Dal 18 dicembre 2019 è scattata la riduzione delle sanzioni per architetti e ingegneri liberi professionisti, iscritti a Inarcassa, che versano in ritardo i contributi dovuti. Dopo la sentenza del Tar Lazio dello scorso luglio, i ministeri vigilanti hanno approvato infatti la modifica del Regolamento previdenza della Cassa, con la quale vengono pressoché dimezzate le sanzioni da comminare in caso di tardivo pagamento dei contributi previdenziali.
«Il provvedimento - scrive Inarcassa in una nota -, fortemente voluto e perseguito dalla Cassa con tenacia per oltre due anni, opera una rimodulazione delle aliquote, per introdurre una maggiore gradualità sanzionatoria, tenendo conto del mutato quadro generale macroeconomico, che ha prodotto negli ultimi dieci anni, in particolare per i liberi professionisti, minori disponibilità finanziarie per il rispetto delle scadenze nei termini».
L'entità delle nuove sanzioni
Il sistema sanzionatorio viene riscritto modificando l'articolo 10 del Regolamento previdenza 2012. In particolare le sanzioni crescono proporzionalmente al ritardo accumulato.
Le nuove sanzioni - che si applicano agli omessi e ritardati versamenti di contributi soggettivi e integrativi con scadenza a partire dal 18 dicembre 2019 - vanno dall'1% fino ad un massimo del 12% dei contributi non corrisposti, per i primi 24 mesi di ritardo. E crescono dal 2% fino ad un massimo del 30% dei contributi non corrisposti, a partire dal 25° mese di ritardo.
Nella versione precedente del Regolamento previdenza, le sanzioni (introdotte nel 2012) erano pari al 2% per ogni mese di ritardo e prevedevano un tetto massimo pari al 60% dei contributi non versati.

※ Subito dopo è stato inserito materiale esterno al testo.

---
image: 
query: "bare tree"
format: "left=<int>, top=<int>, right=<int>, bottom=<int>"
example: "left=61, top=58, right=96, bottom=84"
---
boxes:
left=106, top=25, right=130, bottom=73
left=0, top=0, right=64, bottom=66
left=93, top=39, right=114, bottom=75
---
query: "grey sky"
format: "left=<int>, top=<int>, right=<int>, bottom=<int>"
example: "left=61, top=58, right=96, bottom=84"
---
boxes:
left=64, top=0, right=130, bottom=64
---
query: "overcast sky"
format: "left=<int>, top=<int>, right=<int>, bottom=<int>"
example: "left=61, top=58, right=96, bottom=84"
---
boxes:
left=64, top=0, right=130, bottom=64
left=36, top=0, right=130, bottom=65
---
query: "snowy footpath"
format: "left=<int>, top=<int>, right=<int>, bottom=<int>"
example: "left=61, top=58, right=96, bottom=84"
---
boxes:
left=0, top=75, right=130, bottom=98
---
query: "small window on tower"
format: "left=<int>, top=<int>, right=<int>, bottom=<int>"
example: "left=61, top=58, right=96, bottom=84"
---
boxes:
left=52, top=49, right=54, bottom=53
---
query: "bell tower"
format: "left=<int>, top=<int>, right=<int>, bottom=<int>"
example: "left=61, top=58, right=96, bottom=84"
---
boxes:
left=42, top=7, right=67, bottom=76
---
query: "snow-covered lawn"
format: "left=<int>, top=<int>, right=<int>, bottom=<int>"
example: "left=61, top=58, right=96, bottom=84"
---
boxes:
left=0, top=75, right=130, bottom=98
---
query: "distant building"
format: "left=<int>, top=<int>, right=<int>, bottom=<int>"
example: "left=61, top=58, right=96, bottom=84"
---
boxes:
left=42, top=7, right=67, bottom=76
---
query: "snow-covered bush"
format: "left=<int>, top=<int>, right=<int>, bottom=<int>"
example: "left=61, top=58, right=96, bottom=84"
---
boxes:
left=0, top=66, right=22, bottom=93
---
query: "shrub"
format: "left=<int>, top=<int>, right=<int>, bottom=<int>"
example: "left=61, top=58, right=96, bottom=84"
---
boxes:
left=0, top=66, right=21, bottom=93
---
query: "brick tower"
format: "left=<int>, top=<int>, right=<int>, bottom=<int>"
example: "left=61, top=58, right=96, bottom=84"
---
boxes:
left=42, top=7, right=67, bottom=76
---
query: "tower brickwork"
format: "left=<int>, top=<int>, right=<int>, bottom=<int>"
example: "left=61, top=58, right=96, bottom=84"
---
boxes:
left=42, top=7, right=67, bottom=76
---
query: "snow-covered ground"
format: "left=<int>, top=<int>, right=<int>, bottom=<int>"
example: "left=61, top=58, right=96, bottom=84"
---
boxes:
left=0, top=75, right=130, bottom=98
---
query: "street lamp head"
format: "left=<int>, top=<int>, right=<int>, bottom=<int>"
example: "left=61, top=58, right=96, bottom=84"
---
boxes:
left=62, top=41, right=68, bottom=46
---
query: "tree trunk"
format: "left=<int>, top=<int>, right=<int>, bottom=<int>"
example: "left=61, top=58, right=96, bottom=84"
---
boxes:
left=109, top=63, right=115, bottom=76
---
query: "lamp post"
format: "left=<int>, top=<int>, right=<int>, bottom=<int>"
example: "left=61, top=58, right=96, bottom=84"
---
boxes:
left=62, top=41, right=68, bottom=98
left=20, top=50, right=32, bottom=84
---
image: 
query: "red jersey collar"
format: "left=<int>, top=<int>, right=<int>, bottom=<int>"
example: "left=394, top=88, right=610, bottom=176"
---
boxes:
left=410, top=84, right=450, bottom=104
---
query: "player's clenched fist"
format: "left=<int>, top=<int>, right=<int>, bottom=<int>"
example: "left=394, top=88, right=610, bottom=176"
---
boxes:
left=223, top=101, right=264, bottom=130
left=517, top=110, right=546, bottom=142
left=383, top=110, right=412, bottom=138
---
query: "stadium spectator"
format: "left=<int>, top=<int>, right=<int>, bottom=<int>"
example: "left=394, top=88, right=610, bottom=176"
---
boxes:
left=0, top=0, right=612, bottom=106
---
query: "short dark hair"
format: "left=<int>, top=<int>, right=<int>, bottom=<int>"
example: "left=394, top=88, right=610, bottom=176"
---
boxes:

Dimezzamento dopo un lungo iter di circa due anni e mezzo
La riduzione delle sanzioni per ritardato e omesso pagamento dei contributi arriva dopo la sentenza del Tar numero 9566 dello scorso luglio. I giudici amministrativi erano stati chiamati a pronunciarsi in merito alla richiesta di annullamento - avanzata da Inarcassa - dei provvedimenti con cui i ministeri vigilanti (Lavoro ed Economia) avevano respinto la delibera (di marzo 2017) del Comitato nazionale dei Delegati Inarcassa contenente la proposta di riduzione delle sanzioni.
Come si evince dalla sentenza, leggendo quanto riferisce la ricorrente, la sanzione introdotta nel 2012 è risultata «non sostenibile» per gli iscritti morosi. Ciò avrebbe comportato «un duplice effetto negativo: il progressivo aumento della posizione debitoria degli iscritti sia con riferimento al numero dei contribuenti morosi che dell'ammontare del debito e, per converso, un progressivo aumento dell'esposizione della Cassa con una crescente difficoltà di incasso anche a fronte dell'aumento degli accertamenti eseguiti».
Da qui l'obiettivo perseguito con la modifica al Regolamento: «recuperare la capacità della sanzione di incentivare un comportamento virtuoso da parte degli iscritti, sia di quelli regolari, che temendo la sanzione non si rendono morosi, sia di quelli morosi che, per evitare il progressivo aumento dell'ammontare della sanzione provvedono quanto prima a sanare la loro posizione».
Il Tar ha dato ragione alla Cassa, rilevando tra l'altro «un evidente difetto di istruttoria e un palese difetto di motivazione» negli atti con cui i ministeri vigilanti avevano respinto al mittente la modifica delle sanzioni.
I crediti verso gli iscritti sfiorano il milardo
Da quanto si legge nel Bilancio consuntivo 2018, ammontano a circa 994 milioni di euro i crediti che l'Inarcassa vanta verso i suoi iscritti.
«Il monte crediti di 993.939 migliaia di euro - si legge nel Bilancio 2018 - può essere suddiviso in funzione della scadenza. Al suo interno circa 290 milioni di euro sono crediti non scaduti alla data di chiusura del bilancio e sono riconducibili anche all'effetto delle dilazioni e delle rateizzazioni concesse ai professionisti. Sulla rimanente quota di circa 700 milioni di euro, risultano avviate, in base alla procedura interna di gestione recupero del credito, azioni per circa 360 milioni di euro, pari al 51% dell'importo dei crediti scaduti. Di tale importo circa 85 milioni sono affidati all'Agenzia delle Entrate Riscossione, mentre circa 165 milioni sono oggetto di recupero giudiziale».